Many moons ago when I was a young lad, I graduated from college without any kind of marketable skill or connections that might land me a meaningful job. Well, backtrack a bit, with a college degree in hand, my one marketable skill was that I could type faster than most. So, I got a job at McGeorge School of Law as a word processor/receptionist. A year later, I was an executive assistant. A year later, I was a student at McGeorge. During those years, there was a professor who taught constitutional law to the evening students. His name was Anthony Kennedy. He taught that class for years. And he clearly had a close, respectful relationship with the school’s dean, Gordon Schaber, who just so happened to be gay — and in the traditions of the time, not openly so. In various reports, I have seen Schaber referred to as Kennedy’s mentor. I don’t know if that’s exactly right, but what was clear is that they had a mutually supportive, personal, and close relationship. Clearly, even back in the late 1980’s when many homosexuals lived in the closet and most “respectable” individuals didn’t “consort” with the likes of them. And … Kennedy is a Catholic.
And this was way back then.
Think about that. A conservative, Republican, Catholic with ambitions that were quiet, but nonetheless there, with a friend, mentor, and supporter who was gay.
And this is why I never had any doubt that Justice Kennedy would rule in favor of this most fundamental right. A right that the Supreme Court has recognized for decades. A fundamental right contained within the Constitution — although not expressly stated, but contained nonetheless in its protections of freedom, dignity, and human rights — that marriage is fundamental. It is that right that Justice Kennedy protected today. Not the right of same sex marriage, but the right of marriage between two adults who wish to love each other and commit to each other.

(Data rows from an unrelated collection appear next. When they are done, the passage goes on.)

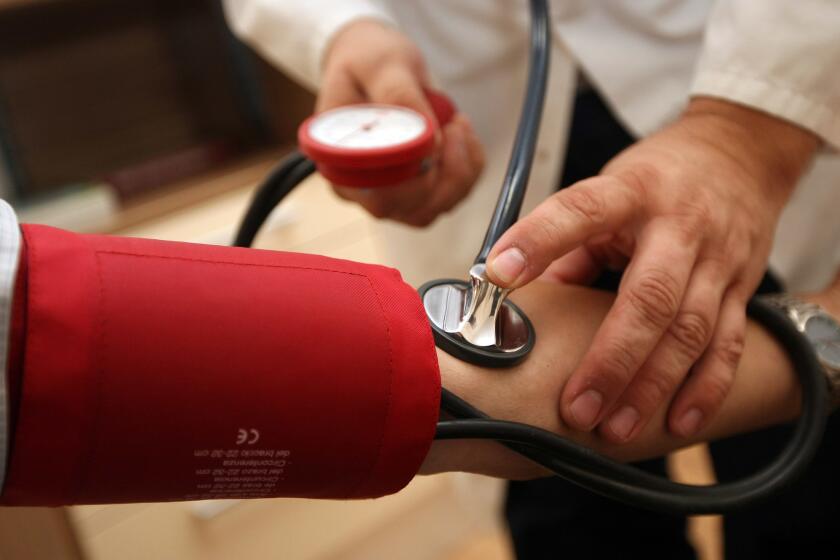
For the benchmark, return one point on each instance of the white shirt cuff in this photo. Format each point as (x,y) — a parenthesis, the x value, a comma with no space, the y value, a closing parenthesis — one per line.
(9,256)
(782,102)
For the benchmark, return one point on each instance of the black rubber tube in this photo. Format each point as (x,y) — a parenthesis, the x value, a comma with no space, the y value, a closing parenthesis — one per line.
(288,174)
(525,143)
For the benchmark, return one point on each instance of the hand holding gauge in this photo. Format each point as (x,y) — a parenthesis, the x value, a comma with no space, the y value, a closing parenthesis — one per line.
(372,63)
(374,145)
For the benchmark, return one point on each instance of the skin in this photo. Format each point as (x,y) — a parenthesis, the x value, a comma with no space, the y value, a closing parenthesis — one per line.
(690,213)
(369,62)
(765,391)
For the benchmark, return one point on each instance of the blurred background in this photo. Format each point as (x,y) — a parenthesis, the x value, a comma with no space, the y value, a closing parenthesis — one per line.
(147,118)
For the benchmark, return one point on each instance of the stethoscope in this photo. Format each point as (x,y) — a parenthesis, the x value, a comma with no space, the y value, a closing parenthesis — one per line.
(372,146)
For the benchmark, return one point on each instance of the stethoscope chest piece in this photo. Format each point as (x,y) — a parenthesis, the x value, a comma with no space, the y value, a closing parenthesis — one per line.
(474,321)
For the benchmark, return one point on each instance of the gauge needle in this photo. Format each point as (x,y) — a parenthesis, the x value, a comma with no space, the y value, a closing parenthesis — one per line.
(366,127)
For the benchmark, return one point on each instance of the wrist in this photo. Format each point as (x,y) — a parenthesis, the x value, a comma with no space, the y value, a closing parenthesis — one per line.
(767,147)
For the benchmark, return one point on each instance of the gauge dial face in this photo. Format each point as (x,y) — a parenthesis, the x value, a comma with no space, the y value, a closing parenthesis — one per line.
(824,333)
(367,127)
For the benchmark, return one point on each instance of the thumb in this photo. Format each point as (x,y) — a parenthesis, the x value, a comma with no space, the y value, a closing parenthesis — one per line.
(399,84)
(560,224)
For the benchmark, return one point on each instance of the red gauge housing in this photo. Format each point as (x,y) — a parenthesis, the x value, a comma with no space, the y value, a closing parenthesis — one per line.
(380,166)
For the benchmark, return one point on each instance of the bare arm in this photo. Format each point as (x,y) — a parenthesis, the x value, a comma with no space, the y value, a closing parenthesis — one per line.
(764,392)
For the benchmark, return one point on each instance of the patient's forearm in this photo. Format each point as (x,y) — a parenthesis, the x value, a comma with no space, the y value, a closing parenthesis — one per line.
(765,391)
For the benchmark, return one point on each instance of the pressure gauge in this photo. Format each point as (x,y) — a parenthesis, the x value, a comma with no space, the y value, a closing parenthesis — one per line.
(371,145)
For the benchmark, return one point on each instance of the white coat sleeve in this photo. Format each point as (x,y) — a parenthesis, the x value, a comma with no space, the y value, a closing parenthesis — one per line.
(295,35)
(779,56)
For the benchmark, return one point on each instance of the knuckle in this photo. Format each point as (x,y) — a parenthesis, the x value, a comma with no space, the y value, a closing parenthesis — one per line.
(641,177)
(715,386)
(585,204)
(654,297)
(651,390)
(618,364)
(692,331)
(729,351)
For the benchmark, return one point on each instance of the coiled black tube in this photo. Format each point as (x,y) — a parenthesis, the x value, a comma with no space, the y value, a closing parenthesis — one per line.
(628,484)
(288,174)
(525,144)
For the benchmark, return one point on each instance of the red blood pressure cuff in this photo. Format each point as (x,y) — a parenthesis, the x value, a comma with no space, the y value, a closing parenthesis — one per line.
(156,371)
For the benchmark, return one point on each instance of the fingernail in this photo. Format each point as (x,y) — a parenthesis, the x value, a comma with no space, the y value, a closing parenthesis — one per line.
(690,422)
(509,265)
(623,421)
(585,408)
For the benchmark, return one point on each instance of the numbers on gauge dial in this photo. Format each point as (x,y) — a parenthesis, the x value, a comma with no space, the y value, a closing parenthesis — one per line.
(367,127)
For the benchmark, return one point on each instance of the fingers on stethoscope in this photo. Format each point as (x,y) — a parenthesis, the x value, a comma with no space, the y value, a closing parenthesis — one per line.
(562,223)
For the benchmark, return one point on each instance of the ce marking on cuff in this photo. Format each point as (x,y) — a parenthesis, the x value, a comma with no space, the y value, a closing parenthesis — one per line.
(248,436)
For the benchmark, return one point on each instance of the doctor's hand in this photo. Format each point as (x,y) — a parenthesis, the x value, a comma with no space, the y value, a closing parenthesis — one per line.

What’s most depressing about all of this in the celebration of the outcome, is the hypocritical rage expressed by the dissenting Justices. They cry against the idea that the Supreme Court is charged with enforcing the Constitution, of protecting the rights of all instead of the few, because they do so in an area they object to — while doing the exact same thing when it’s an area or issue they believe in. (Hello, Citizen’s United and Bush v. Gore.)
But this is what we have degenerated to these days … a world in which there is no civil discourse left. No attempt to stay true to principles of behavior and of action. It goes like this … when it comes to what we believe, all that matters is the outcome. When it comes to what others believe, all that matters is that you must follow the norms and rules we are unwilling to follow ourselves. We are at a loggerheads where rather than a civil discourse we just call each other names and point fingers. The dissent in the same sex marriage decision is a perfect example of this.
So, I leave you with this. The quote from MLK that is on my blog: I have decided to stick with love. Hate is too great a burden to bear.
And this … the final paragraph in Justice Kennedy’s decision:
No union is more profound than marriage, for it embodies the highest ideals of love, fidelity, devotion, sacrifice,
and family. In forming a marital union, two people become something greater than once they were. As some of
the petitioners in these cases demonstrate, marriage embodies a love that may endure even past death. It
would misunderstand these men and women to say they disrespect the idea of marriage. Their plea is that they do respect it, respect it so deeply that they seek to find its fulfillment for themselves. Their hope is not to be condemned to live in loneliness, excluded from one of civilization’s oldest institutions. They ask for equal dignity in the eyes of the law. The Constitution grants them that right.
The question is … do you choose love? Or do you choose to continue to participate in the seemingly endless decline into disdain and hate and rage?